Manifestantes favoráveis ao presidente Jair
Bolsonaro protestam contra o ex-ministro Sergio Moro em Brasília, no dia 9 de
maio.ERALDO PERES / AP
O afeto racista como virtude
no Brasil de Bolsonaro
A crise sanitária da covid- 19 pode tanto acelerar um golpe
de Estado, quanto a queda de Bolsonaro e de sua popularidade, mantida pela
manipulação do ancestral e reprimido racismo brasileiro
JESSÉ SOUZA
Jair Bolsonaro é
hoje, dentre os poucos chefes de Estado no mundo a negar os perigos da pandemia
do coronavírus, o mais ousado e irresponsável.
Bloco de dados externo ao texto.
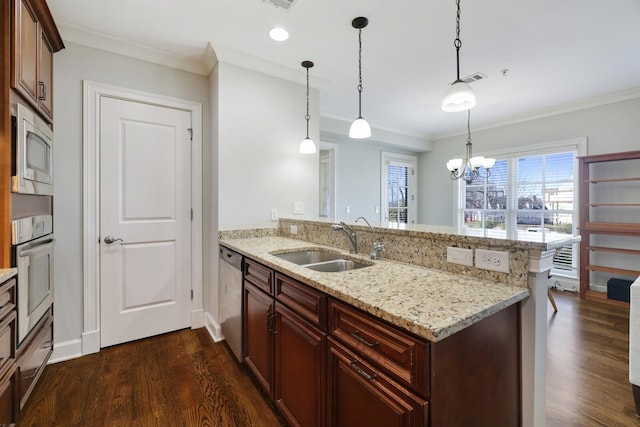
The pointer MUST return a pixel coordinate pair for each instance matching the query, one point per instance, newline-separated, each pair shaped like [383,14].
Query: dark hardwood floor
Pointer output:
[588,364]
[178,379]
[184,379]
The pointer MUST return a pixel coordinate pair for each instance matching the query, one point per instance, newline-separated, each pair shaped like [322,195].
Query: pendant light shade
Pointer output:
[468,169]
[360,128]
[460,96]
[307,146]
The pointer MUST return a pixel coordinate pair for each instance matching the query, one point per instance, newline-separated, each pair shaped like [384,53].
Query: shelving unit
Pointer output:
[593,189]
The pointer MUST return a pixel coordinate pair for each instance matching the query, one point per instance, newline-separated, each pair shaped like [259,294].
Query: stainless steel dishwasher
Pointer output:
[230,294]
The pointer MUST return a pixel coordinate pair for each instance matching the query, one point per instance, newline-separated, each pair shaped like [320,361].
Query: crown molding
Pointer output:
[211,54]
[123,47]
[336,130]
[584,104]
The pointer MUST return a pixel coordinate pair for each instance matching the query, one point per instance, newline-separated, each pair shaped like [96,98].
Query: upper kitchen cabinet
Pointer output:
[35,40]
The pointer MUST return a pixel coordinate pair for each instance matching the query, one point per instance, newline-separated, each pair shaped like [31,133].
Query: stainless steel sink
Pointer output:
[321,260]
[309,256]
[337,265]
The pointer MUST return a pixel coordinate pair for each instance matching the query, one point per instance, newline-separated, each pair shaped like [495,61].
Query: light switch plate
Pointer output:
[460,256]
[492,260]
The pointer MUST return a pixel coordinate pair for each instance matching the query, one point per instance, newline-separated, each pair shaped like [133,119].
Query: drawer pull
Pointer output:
[362,373]
[356,335]
[271,323]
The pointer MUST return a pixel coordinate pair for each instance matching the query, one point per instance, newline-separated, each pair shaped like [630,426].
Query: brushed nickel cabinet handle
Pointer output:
[356,335]
[362,373]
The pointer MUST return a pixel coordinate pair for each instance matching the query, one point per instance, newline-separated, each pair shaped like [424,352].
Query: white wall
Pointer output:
[260,126]
[608,128]
[359,177]
[73,65]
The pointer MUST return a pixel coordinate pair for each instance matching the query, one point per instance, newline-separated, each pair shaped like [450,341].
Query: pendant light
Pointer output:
[307,146]
[360,129]
[469,168]
[459,96]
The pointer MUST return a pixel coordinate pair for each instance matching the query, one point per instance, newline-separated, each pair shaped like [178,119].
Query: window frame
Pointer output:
[577,145]
[386,159]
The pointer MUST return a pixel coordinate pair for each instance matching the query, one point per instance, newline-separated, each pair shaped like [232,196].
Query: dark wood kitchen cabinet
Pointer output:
[258,339]
[35,40]
[285,342]
[361,394]
[300,352]
[259,311]
[327,363]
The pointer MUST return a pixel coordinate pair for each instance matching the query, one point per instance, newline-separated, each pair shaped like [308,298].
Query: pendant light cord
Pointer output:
[457,43]
[307,117]
[359,73]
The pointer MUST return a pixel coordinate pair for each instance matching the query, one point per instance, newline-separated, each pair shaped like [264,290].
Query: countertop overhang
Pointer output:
[430,303]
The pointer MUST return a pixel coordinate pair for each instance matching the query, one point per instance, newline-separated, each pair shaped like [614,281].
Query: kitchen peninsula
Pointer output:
[480,330]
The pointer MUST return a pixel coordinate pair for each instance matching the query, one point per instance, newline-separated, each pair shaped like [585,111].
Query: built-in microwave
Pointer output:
[33,153]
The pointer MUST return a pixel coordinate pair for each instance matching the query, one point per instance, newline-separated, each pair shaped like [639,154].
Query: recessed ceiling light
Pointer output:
[278,34]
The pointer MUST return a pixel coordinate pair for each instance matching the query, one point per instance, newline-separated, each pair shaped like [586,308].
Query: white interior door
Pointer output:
[145,207]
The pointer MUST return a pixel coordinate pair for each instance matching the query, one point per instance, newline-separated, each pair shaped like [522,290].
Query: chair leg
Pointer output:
[553,301]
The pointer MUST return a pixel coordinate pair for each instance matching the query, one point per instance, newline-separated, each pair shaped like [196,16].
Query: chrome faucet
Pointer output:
[377,247]
[352,238]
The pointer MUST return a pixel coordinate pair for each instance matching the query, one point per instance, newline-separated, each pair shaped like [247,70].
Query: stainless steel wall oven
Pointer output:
[33,153]
[32,240]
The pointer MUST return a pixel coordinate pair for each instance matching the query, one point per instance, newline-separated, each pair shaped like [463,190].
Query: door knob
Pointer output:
[109,240]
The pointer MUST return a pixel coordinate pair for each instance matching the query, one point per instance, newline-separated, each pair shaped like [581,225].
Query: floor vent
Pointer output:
[284,4]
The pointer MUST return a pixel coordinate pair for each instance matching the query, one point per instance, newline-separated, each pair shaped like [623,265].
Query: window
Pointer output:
[398,189]
[526,196]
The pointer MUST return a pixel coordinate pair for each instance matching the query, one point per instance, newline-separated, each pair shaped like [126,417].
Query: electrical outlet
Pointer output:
[492,260]
[460,256]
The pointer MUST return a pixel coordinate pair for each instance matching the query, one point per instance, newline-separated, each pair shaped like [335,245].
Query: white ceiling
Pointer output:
[560,54]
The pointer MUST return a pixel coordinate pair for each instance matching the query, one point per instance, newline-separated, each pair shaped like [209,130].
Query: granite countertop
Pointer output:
[7,273]
[430,303]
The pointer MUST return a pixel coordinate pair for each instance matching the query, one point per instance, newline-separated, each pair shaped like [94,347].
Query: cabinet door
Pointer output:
[45,76]
[26,39]
[359,395]
[300,369]
[258,337]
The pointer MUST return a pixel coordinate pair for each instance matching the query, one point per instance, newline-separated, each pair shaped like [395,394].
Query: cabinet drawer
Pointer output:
[259,275]
[309,303]
[7,340]
[32,361]
[361,395]
[7,297]
[399,354]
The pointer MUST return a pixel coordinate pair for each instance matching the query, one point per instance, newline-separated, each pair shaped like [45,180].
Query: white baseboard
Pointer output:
[197,318]
[90,342]
[213,327]
[564,283]
[66,350]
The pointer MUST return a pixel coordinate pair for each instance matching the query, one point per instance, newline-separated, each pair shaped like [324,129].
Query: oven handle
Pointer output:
[36,248]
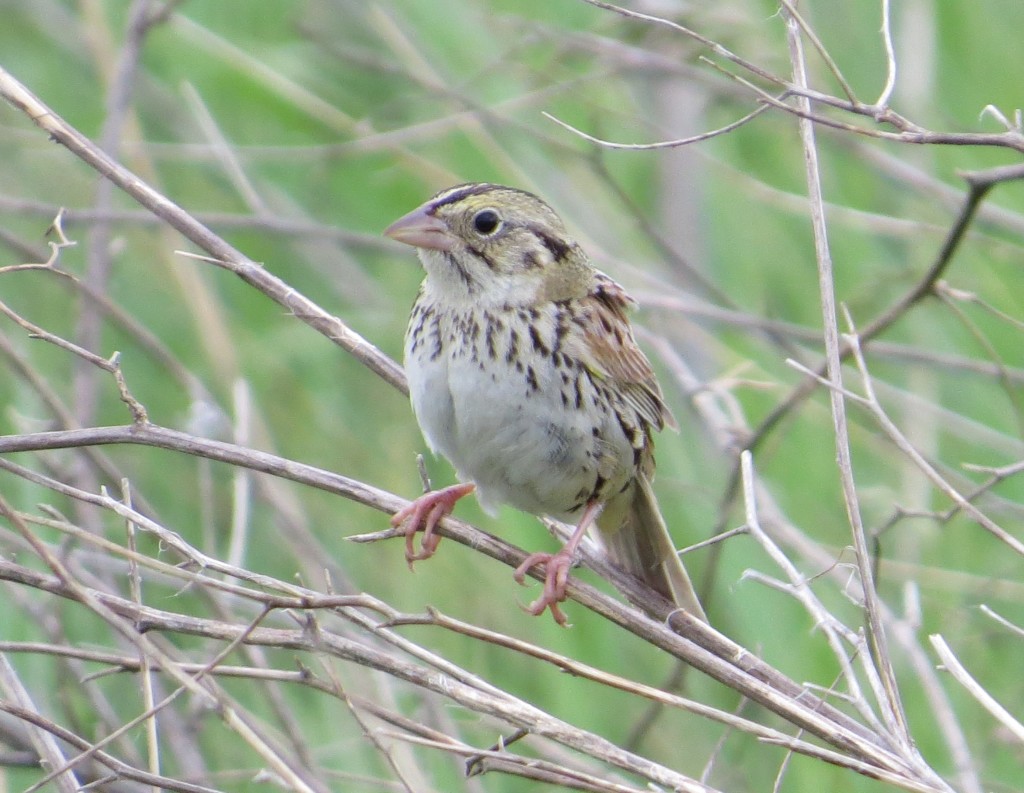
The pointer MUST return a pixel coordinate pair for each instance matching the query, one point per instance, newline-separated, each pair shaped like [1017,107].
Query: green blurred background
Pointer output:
[298,130]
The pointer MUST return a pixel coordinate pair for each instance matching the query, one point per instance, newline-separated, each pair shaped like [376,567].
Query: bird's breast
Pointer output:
[500,395]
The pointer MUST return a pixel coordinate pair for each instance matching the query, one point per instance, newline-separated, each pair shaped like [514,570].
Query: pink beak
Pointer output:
[422,230]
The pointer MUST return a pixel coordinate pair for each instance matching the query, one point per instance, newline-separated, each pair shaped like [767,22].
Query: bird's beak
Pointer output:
[422,230]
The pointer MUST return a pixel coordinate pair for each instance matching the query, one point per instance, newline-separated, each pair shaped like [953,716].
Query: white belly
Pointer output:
[518,435]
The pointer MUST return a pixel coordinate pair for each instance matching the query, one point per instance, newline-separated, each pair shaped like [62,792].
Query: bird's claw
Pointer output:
[423,514]
[555,579]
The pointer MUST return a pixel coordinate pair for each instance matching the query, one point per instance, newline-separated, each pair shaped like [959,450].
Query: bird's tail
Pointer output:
[640,544]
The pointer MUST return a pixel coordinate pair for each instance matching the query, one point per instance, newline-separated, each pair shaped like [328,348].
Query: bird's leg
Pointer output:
[424,513]
[558,567]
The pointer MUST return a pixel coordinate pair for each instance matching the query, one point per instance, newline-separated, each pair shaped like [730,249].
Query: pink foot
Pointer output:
[558,567]
[425,512]
[556,577]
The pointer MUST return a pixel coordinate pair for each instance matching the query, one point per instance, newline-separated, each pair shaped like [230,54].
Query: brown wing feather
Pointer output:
[611,351]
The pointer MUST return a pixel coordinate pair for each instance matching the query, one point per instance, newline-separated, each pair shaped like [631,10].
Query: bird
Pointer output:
[524,373]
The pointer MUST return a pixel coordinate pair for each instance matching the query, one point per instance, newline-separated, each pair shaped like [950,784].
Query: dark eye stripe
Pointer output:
[559,248]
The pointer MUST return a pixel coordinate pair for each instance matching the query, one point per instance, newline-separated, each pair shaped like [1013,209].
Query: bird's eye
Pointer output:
[486,221]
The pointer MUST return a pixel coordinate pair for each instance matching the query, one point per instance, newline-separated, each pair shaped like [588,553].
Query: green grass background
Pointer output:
[342,116]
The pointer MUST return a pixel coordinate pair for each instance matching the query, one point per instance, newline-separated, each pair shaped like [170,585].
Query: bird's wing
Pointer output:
[610,351]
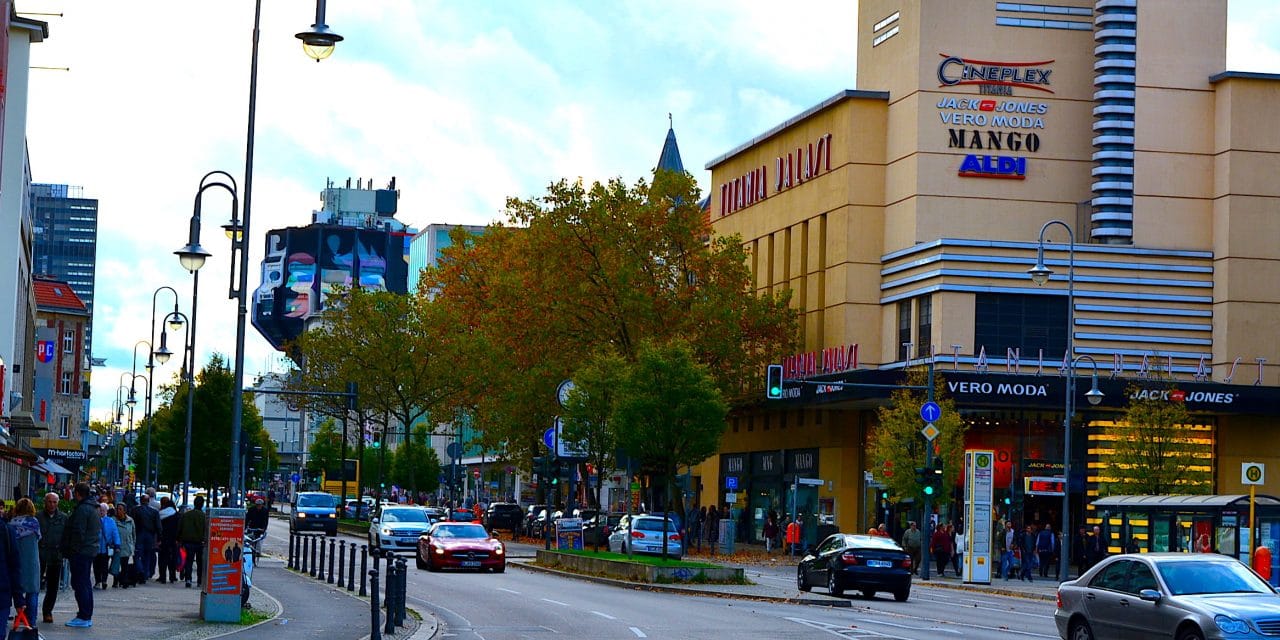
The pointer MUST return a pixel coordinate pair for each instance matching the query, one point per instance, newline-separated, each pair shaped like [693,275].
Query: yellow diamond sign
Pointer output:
[929,432]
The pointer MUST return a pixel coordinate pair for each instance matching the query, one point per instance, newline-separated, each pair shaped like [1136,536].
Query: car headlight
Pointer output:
[1230,625]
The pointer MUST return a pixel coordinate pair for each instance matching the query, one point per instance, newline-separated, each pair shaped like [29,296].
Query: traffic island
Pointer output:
[639,568]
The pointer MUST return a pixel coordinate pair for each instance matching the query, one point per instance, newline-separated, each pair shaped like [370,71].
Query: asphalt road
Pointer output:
[524,604]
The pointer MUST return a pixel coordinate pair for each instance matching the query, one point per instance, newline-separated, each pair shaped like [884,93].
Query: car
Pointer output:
[503,515]
[397,528]
[314,511]
[867,563]
[1176,595]
[644,534]
[460,545]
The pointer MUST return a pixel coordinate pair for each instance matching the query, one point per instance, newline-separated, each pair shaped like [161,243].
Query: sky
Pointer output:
[466,104]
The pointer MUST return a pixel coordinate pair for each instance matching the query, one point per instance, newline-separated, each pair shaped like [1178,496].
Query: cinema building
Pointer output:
[904,216]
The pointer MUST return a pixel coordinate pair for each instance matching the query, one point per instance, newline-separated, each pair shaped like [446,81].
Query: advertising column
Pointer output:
[220,594]
[978,484]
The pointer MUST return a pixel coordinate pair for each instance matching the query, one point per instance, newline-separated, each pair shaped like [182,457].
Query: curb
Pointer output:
[670,589]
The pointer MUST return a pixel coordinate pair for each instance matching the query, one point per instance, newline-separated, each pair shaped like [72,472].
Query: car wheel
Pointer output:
[1079,630]
[1191,634]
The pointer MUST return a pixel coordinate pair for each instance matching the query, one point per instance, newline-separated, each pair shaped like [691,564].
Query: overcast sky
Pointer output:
[464,103]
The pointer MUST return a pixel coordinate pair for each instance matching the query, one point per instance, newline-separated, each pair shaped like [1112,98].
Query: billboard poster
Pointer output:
[979,472]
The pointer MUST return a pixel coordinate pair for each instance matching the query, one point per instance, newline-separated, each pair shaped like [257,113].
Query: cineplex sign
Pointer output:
[993,124]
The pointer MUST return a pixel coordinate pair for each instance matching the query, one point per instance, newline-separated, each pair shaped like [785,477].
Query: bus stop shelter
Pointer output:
[1191,524]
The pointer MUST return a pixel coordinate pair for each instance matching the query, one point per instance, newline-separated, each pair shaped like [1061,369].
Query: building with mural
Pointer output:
[904,216]
[352,241]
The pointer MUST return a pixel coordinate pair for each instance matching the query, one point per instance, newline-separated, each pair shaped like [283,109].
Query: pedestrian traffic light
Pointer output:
[773,382]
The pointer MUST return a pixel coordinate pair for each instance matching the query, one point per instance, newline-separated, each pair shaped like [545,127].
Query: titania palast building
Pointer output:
[904,216]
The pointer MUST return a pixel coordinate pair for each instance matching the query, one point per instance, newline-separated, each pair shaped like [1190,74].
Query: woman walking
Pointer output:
[128,540]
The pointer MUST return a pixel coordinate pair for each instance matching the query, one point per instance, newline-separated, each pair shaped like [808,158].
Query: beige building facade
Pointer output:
[904,216]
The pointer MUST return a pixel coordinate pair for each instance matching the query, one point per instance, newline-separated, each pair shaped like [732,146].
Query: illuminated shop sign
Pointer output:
[993,78]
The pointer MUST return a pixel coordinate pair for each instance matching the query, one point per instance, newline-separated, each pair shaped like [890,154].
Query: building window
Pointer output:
[904,328]
[924,327]
[1027,323]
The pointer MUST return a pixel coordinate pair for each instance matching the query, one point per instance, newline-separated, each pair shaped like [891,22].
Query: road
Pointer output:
[525,604]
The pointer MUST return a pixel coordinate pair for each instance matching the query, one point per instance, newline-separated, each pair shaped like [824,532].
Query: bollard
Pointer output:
[376,627]
[389,598]
[364,568]
[312,561]
[351,568]
[401,590]
[329,577]
[342,562]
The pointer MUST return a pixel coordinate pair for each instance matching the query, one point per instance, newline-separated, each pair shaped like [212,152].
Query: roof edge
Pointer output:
[849,94]
[1225,76]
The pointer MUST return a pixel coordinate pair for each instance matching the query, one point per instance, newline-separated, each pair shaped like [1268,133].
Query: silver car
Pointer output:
[1170,595]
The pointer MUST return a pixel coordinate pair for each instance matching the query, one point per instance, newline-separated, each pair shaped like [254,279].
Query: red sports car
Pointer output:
[460,545]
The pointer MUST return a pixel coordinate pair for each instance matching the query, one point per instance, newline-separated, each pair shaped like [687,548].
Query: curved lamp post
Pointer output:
[1040,275]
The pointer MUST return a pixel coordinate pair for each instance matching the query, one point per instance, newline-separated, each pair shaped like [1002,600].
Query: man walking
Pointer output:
[147,524]
[80,545]
[53,522]
[191,534]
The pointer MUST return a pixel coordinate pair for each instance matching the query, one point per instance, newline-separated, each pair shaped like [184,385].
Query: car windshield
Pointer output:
[461,531]
[1192,577]
[403,516]
[315,501]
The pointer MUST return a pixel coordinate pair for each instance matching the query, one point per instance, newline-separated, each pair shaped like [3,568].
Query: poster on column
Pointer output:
[979,471]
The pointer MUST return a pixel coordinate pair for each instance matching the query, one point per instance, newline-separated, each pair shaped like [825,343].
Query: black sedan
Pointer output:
[865,563]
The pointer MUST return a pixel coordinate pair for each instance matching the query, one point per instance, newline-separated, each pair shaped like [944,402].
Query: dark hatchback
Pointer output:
[864,563]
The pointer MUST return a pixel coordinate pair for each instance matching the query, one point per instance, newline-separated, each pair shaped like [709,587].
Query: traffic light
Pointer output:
[773,382]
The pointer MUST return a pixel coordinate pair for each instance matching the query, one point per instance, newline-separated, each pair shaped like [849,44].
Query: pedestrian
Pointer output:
[53,522]
[80,544]
[1045,544]
[940,545]
[24,535]
[123,576]
[1028,544]
[109,544]
[168,542]
[191,534]
[913,540]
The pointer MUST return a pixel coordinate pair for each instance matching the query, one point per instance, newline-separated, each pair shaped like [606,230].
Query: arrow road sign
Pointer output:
[931,411]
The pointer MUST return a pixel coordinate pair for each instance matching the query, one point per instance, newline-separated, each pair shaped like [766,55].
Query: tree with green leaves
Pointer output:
[1153,448]
[668,412]
[896,447]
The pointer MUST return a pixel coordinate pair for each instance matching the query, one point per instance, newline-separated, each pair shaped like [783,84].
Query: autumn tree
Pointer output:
[583,269]
[896,446]
[1155,448]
Todo dia o esforço de
resguardar a população é sabotado pelo chefe da nação. Dificuldades
burocráticas são criadas artificialmente para impedir que a ajuda chegue aos
mais necessitados e o presidente joga tudo no caos e no conflito. A pandemia é
relegada a um lugar secundário em relação à sobrevivência política do clã
envolvido até o pescoço em
todo tipo de suspeita, desde falcatruas variadas até assassinatos.
Com sua patológica falta de empatia humana, Bolsonaro diz que quem vai morrer
iria morrer de qualquer jeito mesmo, se referindo a idosos e pessoas com
doenças crônicas, e que a morte de alguns milhares não pode parar a economia.
No entanto, o
que mais chama atenção é o fato de que, embora sua popularidade tenha declinado
nas hostes da classe média mais esclarecida, como mostram pesquisas e os “panelaços”
nos bairros mais ricos, sua popularidade continua inabalável.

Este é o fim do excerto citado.